Regeneron Pharmaceuticals, Inc. (NASDAQ: REGN) today announced that researchers in Dr. David Ho's Columbia University lab and Regeneron scientists have independently confirmed that REGEN-COVTM (casirivimab and imdevimab antibody cocktail) successfully neutralizes the circulating SARS-CoV-2 variants first identified in the UK (B.1.1.7) and South Africa (B.1.351). Columbia's findings were included in a paper posted to bioRxiv and submitted for peer-reviewed publication on the changing resistance of SARS-CoV-2 variants to antibody neutralization.

Both teams of researchers assessed in vitro neutralization potency of numerous COVID-19 antibodies (including those that have received emergency authorization and those still in development) against various mutated strains of the virus. Although some antibody therapies were no longer effective against some of these variants, the REGEN-COV antibody cocktail continued to neutralize all variants tested. REGEN-COV, which consists of the highly potent neutralizing antibodies imdevimab (REGN10987) and casirivimab (REGN10933), retained its potent neutralizing capability against the B.1.1.7 variant, with both antibodies retaining their potency. REGEN-COV also retained its highly potent neutralizing capacity against the B.1.351 variant; imdevimab retained its potency against this variant, and, while casirivimab potency was reduced, it was still comparable to the potency that other single antibodies in development have against the original virus.

The variant first identified in Brazil (1.1.248) and recently seen in a patient in the United States contains the same receptor binding domain mutations as the B.1.351 variant, therefore REGEN-COV is expected to remain similarly potent.
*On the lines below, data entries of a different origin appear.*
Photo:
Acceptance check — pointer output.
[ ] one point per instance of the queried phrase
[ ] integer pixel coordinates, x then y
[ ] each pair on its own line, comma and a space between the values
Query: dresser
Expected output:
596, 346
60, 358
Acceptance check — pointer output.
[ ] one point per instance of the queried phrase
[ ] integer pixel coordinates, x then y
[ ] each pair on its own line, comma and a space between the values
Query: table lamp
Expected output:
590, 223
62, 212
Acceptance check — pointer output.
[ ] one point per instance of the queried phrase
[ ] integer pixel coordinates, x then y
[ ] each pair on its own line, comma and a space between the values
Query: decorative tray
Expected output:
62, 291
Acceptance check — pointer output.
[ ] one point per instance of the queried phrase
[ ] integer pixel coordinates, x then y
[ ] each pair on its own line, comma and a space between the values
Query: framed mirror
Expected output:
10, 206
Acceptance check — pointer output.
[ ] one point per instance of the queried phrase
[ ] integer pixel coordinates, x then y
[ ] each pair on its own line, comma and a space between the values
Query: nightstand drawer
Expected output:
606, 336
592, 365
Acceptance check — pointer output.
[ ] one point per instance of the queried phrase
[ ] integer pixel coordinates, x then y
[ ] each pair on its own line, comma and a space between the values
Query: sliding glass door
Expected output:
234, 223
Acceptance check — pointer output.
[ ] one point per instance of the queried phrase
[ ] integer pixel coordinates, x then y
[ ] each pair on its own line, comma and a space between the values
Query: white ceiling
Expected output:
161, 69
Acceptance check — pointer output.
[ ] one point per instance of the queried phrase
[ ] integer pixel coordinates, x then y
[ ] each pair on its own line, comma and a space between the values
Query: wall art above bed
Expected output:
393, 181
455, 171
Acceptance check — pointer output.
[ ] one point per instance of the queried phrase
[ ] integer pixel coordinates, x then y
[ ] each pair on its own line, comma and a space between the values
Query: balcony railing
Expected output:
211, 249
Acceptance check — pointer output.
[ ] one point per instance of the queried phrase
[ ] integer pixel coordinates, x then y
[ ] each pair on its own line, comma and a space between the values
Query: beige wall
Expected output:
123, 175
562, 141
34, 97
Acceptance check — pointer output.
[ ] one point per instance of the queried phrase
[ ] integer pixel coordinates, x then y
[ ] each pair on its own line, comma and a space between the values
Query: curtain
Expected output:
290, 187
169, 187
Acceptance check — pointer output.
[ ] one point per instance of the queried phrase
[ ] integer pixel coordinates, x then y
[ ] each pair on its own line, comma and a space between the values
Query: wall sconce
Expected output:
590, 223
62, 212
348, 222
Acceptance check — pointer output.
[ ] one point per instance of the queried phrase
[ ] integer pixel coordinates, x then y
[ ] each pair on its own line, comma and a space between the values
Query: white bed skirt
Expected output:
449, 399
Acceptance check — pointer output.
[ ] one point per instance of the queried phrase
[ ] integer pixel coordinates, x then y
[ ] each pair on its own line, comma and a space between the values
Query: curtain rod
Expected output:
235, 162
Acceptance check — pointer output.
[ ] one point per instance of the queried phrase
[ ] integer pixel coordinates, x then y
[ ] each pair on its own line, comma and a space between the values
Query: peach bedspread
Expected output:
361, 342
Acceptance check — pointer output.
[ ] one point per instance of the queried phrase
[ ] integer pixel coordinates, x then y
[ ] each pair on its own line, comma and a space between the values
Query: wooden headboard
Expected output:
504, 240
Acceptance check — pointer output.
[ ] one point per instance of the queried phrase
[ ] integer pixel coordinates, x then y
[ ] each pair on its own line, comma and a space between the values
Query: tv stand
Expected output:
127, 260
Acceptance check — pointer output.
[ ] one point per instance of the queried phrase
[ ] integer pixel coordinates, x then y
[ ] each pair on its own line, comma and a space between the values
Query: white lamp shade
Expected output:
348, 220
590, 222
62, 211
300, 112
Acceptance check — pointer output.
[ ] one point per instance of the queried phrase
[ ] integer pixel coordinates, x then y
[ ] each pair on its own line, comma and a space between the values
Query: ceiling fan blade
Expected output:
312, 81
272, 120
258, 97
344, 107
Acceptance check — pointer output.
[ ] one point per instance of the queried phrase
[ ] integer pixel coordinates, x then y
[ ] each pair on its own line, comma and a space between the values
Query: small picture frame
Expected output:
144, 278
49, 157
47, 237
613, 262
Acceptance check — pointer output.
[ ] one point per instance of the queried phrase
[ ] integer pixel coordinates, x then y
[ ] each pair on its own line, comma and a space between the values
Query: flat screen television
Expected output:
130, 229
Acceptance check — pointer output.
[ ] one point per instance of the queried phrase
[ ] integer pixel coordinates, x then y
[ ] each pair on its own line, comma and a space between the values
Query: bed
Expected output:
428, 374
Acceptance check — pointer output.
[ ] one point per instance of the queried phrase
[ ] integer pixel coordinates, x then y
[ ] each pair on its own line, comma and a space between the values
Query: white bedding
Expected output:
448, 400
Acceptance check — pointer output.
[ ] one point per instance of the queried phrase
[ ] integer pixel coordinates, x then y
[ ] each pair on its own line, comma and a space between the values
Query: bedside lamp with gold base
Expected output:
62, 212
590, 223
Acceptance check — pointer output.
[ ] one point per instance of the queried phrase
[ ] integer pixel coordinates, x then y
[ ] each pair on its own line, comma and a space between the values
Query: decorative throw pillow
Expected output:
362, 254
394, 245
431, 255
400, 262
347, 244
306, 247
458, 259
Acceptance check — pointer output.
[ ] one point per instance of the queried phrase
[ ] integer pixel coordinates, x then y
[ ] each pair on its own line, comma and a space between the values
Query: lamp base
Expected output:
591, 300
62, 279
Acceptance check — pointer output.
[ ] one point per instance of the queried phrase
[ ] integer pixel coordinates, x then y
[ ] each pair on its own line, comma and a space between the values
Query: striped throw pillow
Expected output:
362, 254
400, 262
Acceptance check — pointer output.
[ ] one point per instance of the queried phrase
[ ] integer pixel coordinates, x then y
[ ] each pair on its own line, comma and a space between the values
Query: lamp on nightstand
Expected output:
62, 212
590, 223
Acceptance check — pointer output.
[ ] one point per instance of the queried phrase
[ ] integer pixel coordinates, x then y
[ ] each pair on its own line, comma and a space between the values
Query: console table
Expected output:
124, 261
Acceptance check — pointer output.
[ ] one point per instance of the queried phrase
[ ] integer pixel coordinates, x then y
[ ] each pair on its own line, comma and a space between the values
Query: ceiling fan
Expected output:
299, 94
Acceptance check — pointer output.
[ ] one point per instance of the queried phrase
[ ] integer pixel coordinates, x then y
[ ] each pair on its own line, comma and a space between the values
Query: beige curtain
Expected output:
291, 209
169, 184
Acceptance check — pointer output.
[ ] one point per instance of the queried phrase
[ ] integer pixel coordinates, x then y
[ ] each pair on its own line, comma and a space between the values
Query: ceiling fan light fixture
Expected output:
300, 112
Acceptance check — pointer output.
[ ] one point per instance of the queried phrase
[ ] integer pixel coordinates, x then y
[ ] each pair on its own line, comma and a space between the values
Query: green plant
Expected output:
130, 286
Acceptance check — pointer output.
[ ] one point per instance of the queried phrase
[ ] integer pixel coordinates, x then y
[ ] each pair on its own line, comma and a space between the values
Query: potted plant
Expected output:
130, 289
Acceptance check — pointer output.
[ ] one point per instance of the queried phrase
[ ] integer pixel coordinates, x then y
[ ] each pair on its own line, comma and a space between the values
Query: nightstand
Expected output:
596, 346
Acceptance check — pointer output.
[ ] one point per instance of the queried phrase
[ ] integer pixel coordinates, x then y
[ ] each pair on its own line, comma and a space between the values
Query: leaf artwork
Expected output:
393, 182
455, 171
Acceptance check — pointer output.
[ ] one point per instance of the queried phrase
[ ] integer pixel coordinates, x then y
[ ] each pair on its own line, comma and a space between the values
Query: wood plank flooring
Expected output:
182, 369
Regeneron is conducting additional preclinical research against this particular strain to confirm this.

"As we expected, the virus continues to mutate, and these data show the continued ability of REGEN-COV to neutralize emerging strains, further validating our multi-antibody cocktail approach to infectious diseases," said George D. Yancopoulos, M.D., Ph.D., President and Chief Scientific Officer at Regeneron. "With two complimentary antibodies in one therapeutic, even if one has reduced potency, the risk of the cocktail losing efficacy is significantly diminished, since the virus would need to mutate in multiple distinct locations to evade both antibodies. Thanks to our proprietary VelocImmune® technology, we have hundreds of additional potent, neutralizing antibodies in our labs that could form new combinations that might be useful against future variants. We are evaluating potential next steps with these novel candidates."

"In the face of this daunting pandemic, we appreciate the open exchange of pre-publication data and the opportunity to confirm important findings with one of the world's leading academic laboratories," said Christos A. Kyratsous, Ph.D., Vice President of Research, Infectious Diseases and Viral Vector Technologies at Regeneron.

The development and manufacturing of REGEN-COV has been funded in part with federal funds from the Biomedical Advanced Research and Development Authority (BARDA), part of the U.S. Department of Health and Human Services, Office of the Assistant Secretary for Preparedness and Response, under OT number: HHSO100201700020C.